# Asking For Directions



## beer-b-q (Oct 31, 2010)




----------



## adiochiro3 (Nov 1, 2010)

Amusing!  People amaze me; no one else walked up to investigate?!!!!!


----------



## meateater (Nov 1, 2010)

LMAO!


----------



## Bearcarver (Nov 1, 2010)

I love it !


----------



## herkysprings (Nov 2, 2010)

adiochiro3 said:


> Amusing!  People amaze me; no one else walked up to investigate?!!!!!




 In Canada its legal for trained dogs to drive, but NOT to hold government jobs (postal worker). Hence the only mild amount of attention.

I'm totally joking, dogs can only use scooter. :D:D:D


----------



## dale5351 (Nov 2, 2010)

Cute.   Here in Maryland, some of our mail delivery vehicles are also right hand drive so that the post carrier can reach the mail boxes on the street.

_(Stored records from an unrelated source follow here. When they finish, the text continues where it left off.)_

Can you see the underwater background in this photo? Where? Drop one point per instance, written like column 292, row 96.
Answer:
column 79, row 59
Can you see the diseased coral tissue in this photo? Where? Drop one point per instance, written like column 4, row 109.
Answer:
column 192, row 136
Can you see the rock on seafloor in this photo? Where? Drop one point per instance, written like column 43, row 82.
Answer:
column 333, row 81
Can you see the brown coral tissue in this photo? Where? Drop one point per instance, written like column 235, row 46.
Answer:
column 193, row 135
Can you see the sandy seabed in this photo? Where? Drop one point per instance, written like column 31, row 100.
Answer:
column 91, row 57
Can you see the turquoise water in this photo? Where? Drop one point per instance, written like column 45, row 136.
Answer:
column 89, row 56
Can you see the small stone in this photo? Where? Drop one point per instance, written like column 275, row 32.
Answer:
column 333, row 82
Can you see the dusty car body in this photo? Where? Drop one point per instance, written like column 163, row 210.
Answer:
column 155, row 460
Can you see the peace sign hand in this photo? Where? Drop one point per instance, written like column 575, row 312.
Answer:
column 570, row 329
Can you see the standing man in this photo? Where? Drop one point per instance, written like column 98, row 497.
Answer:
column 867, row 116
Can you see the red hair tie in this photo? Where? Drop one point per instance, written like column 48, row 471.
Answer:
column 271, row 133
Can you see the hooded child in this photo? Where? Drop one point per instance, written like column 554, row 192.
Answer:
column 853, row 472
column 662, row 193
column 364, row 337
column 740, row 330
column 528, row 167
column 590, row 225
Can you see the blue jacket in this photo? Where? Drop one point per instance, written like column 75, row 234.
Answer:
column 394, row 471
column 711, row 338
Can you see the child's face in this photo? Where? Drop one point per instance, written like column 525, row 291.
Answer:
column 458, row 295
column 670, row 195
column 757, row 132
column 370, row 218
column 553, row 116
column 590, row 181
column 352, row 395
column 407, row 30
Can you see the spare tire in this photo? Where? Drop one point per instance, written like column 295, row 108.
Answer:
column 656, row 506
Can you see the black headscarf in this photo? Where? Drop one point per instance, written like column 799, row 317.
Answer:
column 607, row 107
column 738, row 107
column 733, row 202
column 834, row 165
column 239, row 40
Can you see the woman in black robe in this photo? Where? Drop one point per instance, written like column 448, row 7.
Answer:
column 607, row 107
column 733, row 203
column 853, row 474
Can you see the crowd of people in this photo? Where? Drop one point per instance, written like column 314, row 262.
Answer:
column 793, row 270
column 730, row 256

Our son has an old range rover that is right hand drive -- needs a passenger to help pay tolls sometimes.


----------



## Bearcarver (Nov 2, 2010)

HerkySprings said:


> In Canada its legal for trained dogs to drive, but NOT to hold government jobs (postal worker). Hence the only mild amount of attention.
> 
> I'm totally joking, dogs can only use scooter. :D:D:D


In New Jersey, the dogs are the best resident drivers.

I'm kidding too.


----------